Cobbles welcome you to every town
The Czech Republic is a country that the ubiquitous Bikeline books have not yet comprehensively covered with long distance tour ideas, maps and books. This means you can be out on your own, forging your own route, not one of a crowd, and feeling a bit like a pioneer. It’s a good feeling and Czechia is a good, safe place to experience it.

A way into the Czech Republic is along the Elbe from Germany, from, for example, Dresden. (The former East Germany is a good introduction to cobbles.) The river cycle trail runs direct through Bad Schandau to Dêcín across the border. From the other direction, there are Greenway routes from Vienna which lead direct to Prague. 

 
Leaving for Austria from Breclav you come across the "platten" paving of the Iron Curtain era  
Tips and Links

Biking across Czechia – our story: https://spark.adobe.com/page/CNEd5IQcdh4pv/

For detailed bike routes, planning and directions download the free app: mapy.cz 

For the Elbe bike route, there is a free guide available from tourist offices or on line


Thursday, 25 July 2019

Danube Deviations - head for the hills

Heading for the hills, on the Ötscherland bike trail

 The Danube bike trail from Passau to Vienna is hugely popular. In the summer the bikes go by in flocks. Bikes of every type. Riders of every age. It is a wonder to see. Cycling as easy as it can be.

But it can be a bit tedious. It’s a big river and there are only so many gigantic cruise ships to gawp at. It’s a wide valley and the hills are sometimes rather distant. And where there are attractions, like the abbey at Melk, the cruise ships are double parked and the trail is clogged with their passengers. 
 
Cruise ships double parked beside the bike trail at Melk 
It is great to see so many people enjoying their bikes.
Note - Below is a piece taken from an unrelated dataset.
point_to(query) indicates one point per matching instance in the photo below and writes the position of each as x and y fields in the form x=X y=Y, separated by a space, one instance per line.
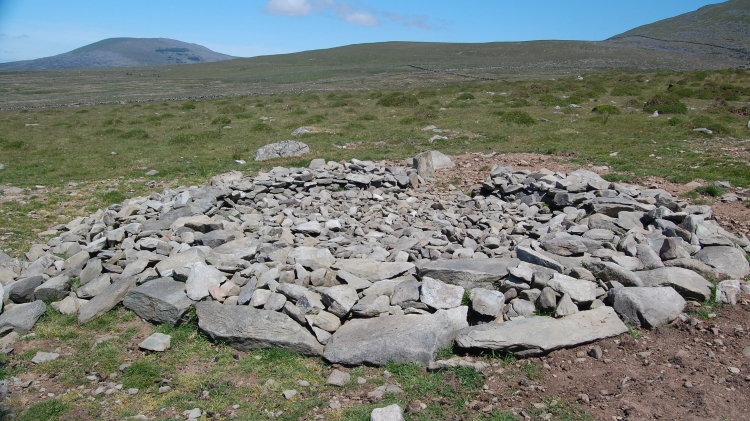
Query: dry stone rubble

But the gaggles of cycling groups, all with matching bikes and day bags, out on their first bike tour experience, are so concentrated on following the wheel ahead, it is best to give them a wide berth.

 The Danube bike trail can at times become a bit tedious - it isn't often as empty as this

So if all this is spoiling your fun, leave the Danube and head for the hills. On the south side of the river, in the province of Lower Austria (Niederösterreich) there are a number of great bike routes which follow rivers flowing down to the Danube. And you don’t have to ride up to enjoy the ride down. 


From Sankt Pölten the Mariazellerbahn, will take you and your bike to the pilgrim centre, Mariazell. The two-and-a-half hour journey itself is worth taking and the town with its lovely basilica, has a special atmosphere. Leaving on the Traisental Radweg is a true treat. Almost entirely on tiny roads or bike-only asphalt trails, it swirls down a serpentine road, and then climbs before it launches you into a wonderful descent back to the start. It is so well signposted you can’t get lost. It is about 88km to St Pölten, but continues another 20km to Traismauer on the Danube.
 
Along the Traisental bike route
Not had enough? Ride across country on the Pielachtal bike trail to Melk and a short way up the Danube. At Pöchlarn is the start of the Ötscherland bike route. This climbs 656m over a stretch of 62km. The first part rises gently but after Gaming a steady but do-able climb brings you to Pfaffenschlag from where there is a beautiful run down to the lake at Lunz.
 
The river Ybbs has beautiful green waters
From here, the trail along the river Ybbs through to the old town of Waidhofen is as good a route as you can find anywhere. Steadily descending, it is a broad, smooth asphalt trail running through pretty villages and along the turquoise green of the river. After Waidhofen it isn’t quite so idyllic, but it is easy to follow to Amstetten and the town of Ybbs on the Danube.
 
Göstling on the Ybbs Bike trail
The scenery is farmland and woodland, lovely but not extreme in any way. It certainly is a lot quieter than along the Danube and you will have had an opportunity to stretch your legs a bit on the uphill stretches and cruise down the descents.

Niederösterreich is justifiably proud of these trails, and the many more that link to and from them. They have a good range of detailed maps available for free in the tourist offices. The building of the province’s cycle network has been financially supported by the EU.